OTTAWA — Les chefs de police canadiens réclament une loi pour contraindre les gens à révéler leurs mots de passe aux forces de l’ordre s’ils ont obtenu l’approbation d’un juge.
L’Association canadienne des chefs de police (ACCP) a adopté une résolution incitant le gouvernement à prendre des mesures législatives pour faciliter l’obtention de preuves électroniques. L’ACCP estime que les criminels ont de plus en plus recours au chiffrement pour dissimuler leurs activités illicites en ligne.

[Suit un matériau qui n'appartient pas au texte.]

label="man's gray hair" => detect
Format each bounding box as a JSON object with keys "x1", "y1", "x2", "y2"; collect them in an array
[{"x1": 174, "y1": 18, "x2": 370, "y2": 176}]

Le commissaire adjoint de la Gendarmerie royale du Canada (GRC), Joe Oliver, a déclaré qu’aucune loi canadienne ne contraignait actuellement le détenteur d’un mot de passe à le révéler aux policiers dans le cadre d’une enquête.
Lors d’une conférence de presse mardi, M. Oliver a soutenu que les criminels, qu’ils soient membres de la mafia ou pédophiles, bénéficient d’un anonymat quasi absolu grâce à des outils en ligne qui camouflent leur identité, de même que leurs communications.
«Les victimes dans l’espace numérique sont réelles, a rappelé M. Oliver. Les lois du Canada et sa capacité à maintenir l’ordre doivent suivre le rythme de l’évolution technologique.»
Cette résolution de l’ACCP survient alors que le gouvernement fédéral entame ses consultations en matière de cybersécurité, notamment par rapport à l’équilibre entre les besoins des policiers et les libertés fondamentales. Ces consultations se poursuivront jusqu’au 15 octobre.
Au cours des dernières années, les demandes de policiers quant à l’accès aux communications en ligne ont attisé les tensions entre les autorités et les défenseurs des libertés civiles préoccupés par le droit à la vie privée.
L’enjeu a ressurgi, l’an dernier, lorsque le bureau fédéral d’enquête des États-Unis (FBI) est allé devant la cour pour obtenir le mot de passe du cellulaire d’un présumé terroriste, dans la foulée de la tuerie de San Bernardino, en Californie.
Le commissaire adjoint Joe Oliver affirme que les policiers du pays cherchent à obtenir plus aisément des informations de base sur les abonnés de services de télécommunications, dont leur nom et leur adresse, pour démarrer les enquêtes.
En juin 2014, la Cour suprême du Canada a statué que l’autorisation d’un juge est nécessaire à l’obtention de données personnelles auprès d’un fournisseur Internet.
Le plus haut tribunal au pays a rejeté l’idée que la loi fédérale sur la vie privée permettait aux entreprises de révéler, de leur propre chef, des informations relatives à l’identité de leurs clients.
Les policiers soutiennent que les entreprises de télécommunications ainsi que d’autres fournisseurs de services, telles les banques ou les agences de location, exigent dorénavant un mandat de perquisition pour pratiquement toutes les demandes d’informations de base sur une personne.